Experiment with – Bleach Bypass

I had heard about the bleach bypass process before and was interested in trying it for myself with street photography. The result was high contrast and colour shifts, perfect for the unpredictability of the street.

Under standard C-41 (Colour negative) development, the film undergoes a C-41 developer step, a bleach and fixer step (or sometimes in a single step with a Bleach Fix (BLIX) mix), and finally a stabilisation step.

In the C-41 developer step, the activated silver in the film are developed into metallic silver and colour dyes are activated to produce the colour negative. The bleach step causes the developed silver to return the undeveloped state in which it can be removed by the fixer. The fixer then removes all of the silver (since all of it should be in the undeveloped state) and only the colour dyes remain.

However, the bleach bypass process bypasses the bleach step and proceeds straight to the fixing step. By skipping the bleach step, the negative retains the metallic silver particles and the result is brighter highlights and mid tones while the shadows remain relatively unchanged.

Seeing that the day was going to be sunny, I had set out to photograph scenes which had medium to high contrast to test out the effects of the bleach bypass process.

Unedited [left] and edited [right] versions of Man with an Umbrella

In this first set of images, I was drawn to a man who was holding up a yellow umbrella in the broad daylight. I realised that this scene would be perfect to showcase the effects of the bleach bypass on the highlights in the umbrella.

In the unedited version, the entire scene appears to be overexposed due to the silver content in both the highlights and mid tones, with the greatest overexposure occurring in the highlights. There is also a slight colour shift which may arise from the silver content or it might be related to the fixing step (as the Ilford Rapid Fixer has a lower pH value than the bleach fix in the Tetenal kit).

In the edited image, I was able to correct for the overexposure in the mid tones by reducing the brightness and applying a slight colour correction. However, I was not able to recover any details in the highlights as they were complete blown out.
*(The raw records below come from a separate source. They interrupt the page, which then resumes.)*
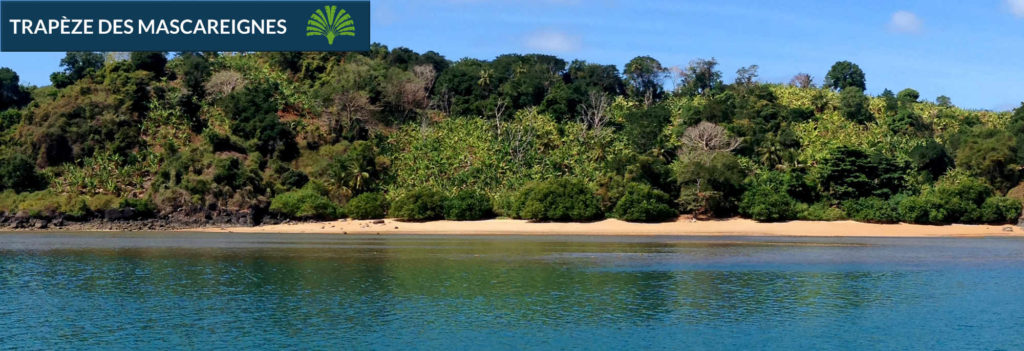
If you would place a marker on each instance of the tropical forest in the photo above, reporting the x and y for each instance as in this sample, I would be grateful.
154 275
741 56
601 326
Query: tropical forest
200 138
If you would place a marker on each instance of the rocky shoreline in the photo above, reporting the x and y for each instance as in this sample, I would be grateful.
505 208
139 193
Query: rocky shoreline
129 220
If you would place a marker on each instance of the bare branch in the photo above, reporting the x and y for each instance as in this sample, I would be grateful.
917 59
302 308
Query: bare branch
594 111
708 136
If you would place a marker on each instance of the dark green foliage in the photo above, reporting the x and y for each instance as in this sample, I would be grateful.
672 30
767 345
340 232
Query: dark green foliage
229 172
845 75
892 104
641 203
144 208
710 184
907 123
151 61
768 199
419 205
642 128
873 210
17 173
255 115
951 202
932 159
294 179
468 205
1016 127
195 70
559 200
907 95
11 93
308 203
367 206
305 131
76 66
990 154
850 173
853 104
999 210
643 79
701 78
9 119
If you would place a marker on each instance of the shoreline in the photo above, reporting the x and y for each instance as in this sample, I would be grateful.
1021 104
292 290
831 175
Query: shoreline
682 227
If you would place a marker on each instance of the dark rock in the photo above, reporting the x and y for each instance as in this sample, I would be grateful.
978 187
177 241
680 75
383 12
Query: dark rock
39 223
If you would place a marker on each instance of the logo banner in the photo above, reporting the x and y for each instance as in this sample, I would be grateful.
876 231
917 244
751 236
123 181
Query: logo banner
184 26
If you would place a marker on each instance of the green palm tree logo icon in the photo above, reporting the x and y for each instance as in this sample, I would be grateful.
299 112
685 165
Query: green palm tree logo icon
330 23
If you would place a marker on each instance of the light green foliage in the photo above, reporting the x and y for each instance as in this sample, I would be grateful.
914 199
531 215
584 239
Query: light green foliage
474 154
309 202
419 205
710 183
767 198
641 203
957 199
367 206
468 205
820 212
558 200
303 132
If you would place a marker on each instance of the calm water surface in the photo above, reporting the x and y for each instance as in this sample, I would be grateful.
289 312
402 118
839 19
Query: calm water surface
174 291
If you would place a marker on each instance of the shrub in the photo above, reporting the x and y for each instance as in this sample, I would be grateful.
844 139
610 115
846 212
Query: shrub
1000 210
46 203
229 171
18 173
872 210
468 205
102 202
294 179
307 203
820 212
950 201
644 204
560 200
766 205
508 204
143 207
768 199
419 205
367 206
9 201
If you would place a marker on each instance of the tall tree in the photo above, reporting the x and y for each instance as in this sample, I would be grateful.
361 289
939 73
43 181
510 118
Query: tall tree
643 79
853 104
702 78
802 80
76 66
844 75
11 94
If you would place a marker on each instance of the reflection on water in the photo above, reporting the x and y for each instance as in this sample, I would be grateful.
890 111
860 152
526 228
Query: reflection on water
333 292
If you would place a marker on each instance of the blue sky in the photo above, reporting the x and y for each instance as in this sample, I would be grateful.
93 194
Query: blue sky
969 50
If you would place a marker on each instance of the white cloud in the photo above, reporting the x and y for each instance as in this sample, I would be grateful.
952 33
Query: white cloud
905 22
552 41
1016 7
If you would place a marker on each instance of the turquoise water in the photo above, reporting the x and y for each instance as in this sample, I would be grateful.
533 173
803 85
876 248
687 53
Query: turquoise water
158 291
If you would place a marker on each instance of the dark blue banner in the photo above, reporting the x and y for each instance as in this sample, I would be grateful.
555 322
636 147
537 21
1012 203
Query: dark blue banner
184 26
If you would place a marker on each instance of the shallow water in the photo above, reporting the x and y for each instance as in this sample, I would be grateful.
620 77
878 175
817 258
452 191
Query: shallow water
175 291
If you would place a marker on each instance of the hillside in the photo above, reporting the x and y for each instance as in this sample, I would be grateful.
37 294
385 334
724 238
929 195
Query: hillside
207 137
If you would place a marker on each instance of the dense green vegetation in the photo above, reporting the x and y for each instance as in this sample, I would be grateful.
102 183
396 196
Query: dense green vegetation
392 132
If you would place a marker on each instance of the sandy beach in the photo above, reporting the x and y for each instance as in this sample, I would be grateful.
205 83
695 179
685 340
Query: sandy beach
616 227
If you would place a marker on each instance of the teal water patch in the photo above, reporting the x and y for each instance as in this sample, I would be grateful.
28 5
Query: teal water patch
174 291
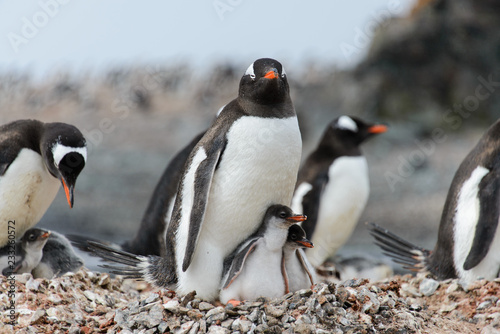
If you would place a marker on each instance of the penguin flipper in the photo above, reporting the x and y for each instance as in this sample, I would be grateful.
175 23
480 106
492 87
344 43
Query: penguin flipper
487 224
412 257
238 261
310 204
204 177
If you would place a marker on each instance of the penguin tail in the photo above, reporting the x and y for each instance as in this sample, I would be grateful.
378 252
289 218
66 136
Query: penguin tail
81 242
153 269
403 252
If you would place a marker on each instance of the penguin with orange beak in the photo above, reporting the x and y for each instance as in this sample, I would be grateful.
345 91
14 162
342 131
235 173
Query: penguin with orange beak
35 159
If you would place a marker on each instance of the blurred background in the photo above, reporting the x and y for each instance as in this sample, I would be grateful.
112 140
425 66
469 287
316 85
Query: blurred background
140 79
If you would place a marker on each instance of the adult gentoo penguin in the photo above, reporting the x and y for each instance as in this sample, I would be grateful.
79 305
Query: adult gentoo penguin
25 254
257 267
299 273
468 245
35 158
246 161
333 186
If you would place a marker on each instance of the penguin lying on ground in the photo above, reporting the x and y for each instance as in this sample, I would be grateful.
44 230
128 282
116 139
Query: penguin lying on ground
468 245
332 187
35 158
150 237
299 272
25 254
257 267
58 258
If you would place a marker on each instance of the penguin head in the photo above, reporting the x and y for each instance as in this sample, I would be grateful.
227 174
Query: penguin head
35 238
265 82
64 150
297 237
352 130
282 216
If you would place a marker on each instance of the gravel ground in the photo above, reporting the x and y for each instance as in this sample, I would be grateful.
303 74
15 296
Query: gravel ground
88 302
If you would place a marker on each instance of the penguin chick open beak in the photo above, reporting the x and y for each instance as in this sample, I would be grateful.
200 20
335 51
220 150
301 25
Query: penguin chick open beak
273 74
378 128
45 235
306 243
68 191
296 218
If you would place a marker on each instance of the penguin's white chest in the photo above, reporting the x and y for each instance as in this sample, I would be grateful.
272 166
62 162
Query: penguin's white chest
342 203
466 220
26 191
258 168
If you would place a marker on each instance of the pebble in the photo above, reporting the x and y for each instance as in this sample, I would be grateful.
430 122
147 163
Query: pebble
428 286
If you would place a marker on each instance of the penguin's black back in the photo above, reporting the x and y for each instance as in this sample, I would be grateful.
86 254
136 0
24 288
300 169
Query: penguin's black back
486 154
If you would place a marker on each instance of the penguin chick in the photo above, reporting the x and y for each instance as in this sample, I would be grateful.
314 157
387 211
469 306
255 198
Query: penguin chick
58 258
24 255
257 267
299 272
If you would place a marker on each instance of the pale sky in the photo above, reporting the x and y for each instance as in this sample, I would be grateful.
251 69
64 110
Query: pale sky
46 35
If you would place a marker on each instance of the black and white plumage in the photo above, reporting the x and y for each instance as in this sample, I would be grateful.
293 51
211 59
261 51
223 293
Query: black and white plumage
257 267
246 161
35 158
468 245
299 272
333 186
25 254
58 258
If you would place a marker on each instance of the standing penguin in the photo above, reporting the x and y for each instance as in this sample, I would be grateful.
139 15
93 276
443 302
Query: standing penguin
246 161
25 254
299 273
35 158
468 245
256 268
333 186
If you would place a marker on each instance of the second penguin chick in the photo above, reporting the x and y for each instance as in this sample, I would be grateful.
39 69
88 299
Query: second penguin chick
299 272
58 258
255 268
24 255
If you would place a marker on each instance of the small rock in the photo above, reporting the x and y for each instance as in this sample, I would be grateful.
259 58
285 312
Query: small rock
218 330
274 311
204 306
32 284
428 286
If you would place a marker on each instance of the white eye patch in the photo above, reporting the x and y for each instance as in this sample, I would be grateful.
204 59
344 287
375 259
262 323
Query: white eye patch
250 71
59 151
345 122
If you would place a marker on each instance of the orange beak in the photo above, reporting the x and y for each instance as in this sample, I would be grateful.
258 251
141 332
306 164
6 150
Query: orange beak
69 195
271 75
297 218
379 128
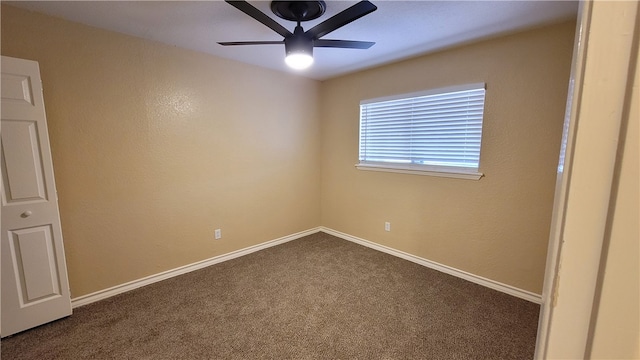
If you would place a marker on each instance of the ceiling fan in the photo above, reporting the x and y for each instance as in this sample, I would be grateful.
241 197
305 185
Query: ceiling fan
299 44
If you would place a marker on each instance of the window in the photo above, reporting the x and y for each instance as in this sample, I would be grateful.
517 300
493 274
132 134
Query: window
435 132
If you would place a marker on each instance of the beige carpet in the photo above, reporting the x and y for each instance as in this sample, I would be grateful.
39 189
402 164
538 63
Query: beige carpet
318 297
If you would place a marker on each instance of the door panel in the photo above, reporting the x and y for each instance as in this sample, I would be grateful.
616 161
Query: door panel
35 288
22 155
36 280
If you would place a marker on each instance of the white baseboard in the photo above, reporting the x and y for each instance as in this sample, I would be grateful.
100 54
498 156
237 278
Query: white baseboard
131 285
119 289
508 289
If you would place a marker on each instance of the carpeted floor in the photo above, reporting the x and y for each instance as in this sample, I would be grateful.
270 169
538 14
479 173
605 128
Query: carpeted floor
318 297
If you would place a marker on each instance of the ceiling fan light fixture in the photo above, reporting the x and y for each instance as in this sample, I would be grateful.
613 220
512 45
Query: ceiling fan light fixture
299 51
299 61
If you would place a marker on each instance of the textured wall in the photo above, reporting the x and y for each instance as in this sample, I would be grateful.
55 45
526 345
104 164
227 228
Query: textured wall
154 147
497 227
617 326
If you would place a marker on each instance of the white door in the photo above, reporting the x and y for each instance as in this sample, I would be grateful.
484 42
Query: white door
35 288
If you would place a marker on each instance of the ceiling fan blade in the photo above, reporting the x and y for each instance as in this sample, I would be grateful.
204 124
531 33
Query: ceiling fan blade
341 19
250 10
344 44
231 43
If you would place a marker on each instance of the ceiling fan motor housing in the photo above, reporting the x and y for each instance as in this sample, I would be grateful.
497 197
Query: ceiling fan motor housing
298 43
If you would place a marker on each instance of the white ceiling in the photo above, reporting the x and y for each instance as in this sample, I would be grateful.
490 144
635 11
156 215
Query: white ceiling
401 29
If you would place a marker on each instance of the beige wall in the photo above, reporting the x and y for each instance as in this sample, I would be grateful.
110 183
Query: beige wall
595 301
154 147
617 321
497 227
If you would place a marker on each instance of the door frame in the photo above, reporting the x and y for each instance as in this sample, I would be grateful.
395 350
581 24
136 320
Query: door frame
603 50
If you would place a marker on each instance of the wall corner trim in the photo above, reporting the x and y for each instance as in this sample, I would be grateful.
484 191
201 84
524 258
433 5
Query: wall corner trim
131 285
504 288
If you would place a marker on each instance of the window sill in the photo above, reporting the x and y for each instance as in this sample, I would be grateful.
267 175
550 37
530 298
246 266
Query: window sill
428 171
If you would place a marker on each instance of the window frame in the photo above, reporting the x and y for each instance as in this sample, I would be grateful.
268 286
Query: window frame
458 172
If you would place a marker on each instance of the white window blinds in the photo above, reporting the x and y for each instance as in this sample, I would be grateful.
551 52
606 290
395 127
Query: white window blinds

Unedited image to showcase differences in highlights and shadows

In this unedited image, there is a high amount of contrast between the highlights and shadows even before touching the contrast sliders. The shadow areas contain less silver and should appear similar to the shadow areas of an image obtained with the bleach step preserved. The highlights and mid tones in the negative space are used to place greater emphasis on the darker subjects of the amp and instrument case.

With these results in mind, I would need to shoot the film with an underexposure of at least 1 or 2 stops if I wanted to avoid completely blowing out my highlights. However, the blown out highlights might be desirable in scenes where I am able to single out the subject like in the photo of the man with the umbrella.

The majority of the photographs I had taken were in sunny areas where there were harsh shadows and bright highlights. It may be of interest to try the bleach bypass process with scenes where there is a lower amount of light or contrast.

Overall, I enjoyed the results and will continue to use the bleach bypass process in the future.


The images have been shot on a Canon EOS Elan 7e (EOS 30) film camera using a Canon EF 85mm f/1.8 USM lens. The film stock used was 35mm Kodak Vision 3 250D (5207/7207) shot at 250 ISO. The majority of the photos have been taken using shutter priority with exposure compensation set to +0.

As this is a motion picture film, the remjet layer had to be removed before the actual development process. The film was developed using the Tetenal Colortec C-41 kit colour developer for 3:15 minutes at 38C. The film was then fixed with Ilford Rapid Fixer for 5:00 minutes at 38C, followed by a water rinse for 5:00 minutes at 30C. Finally, the film was stabilised using the Tetenal Colortec C-41 kit stabiliser for 1:00 minute at 20C. The resulting negatives were scanned using the Epson V550 and edited in Photoshop.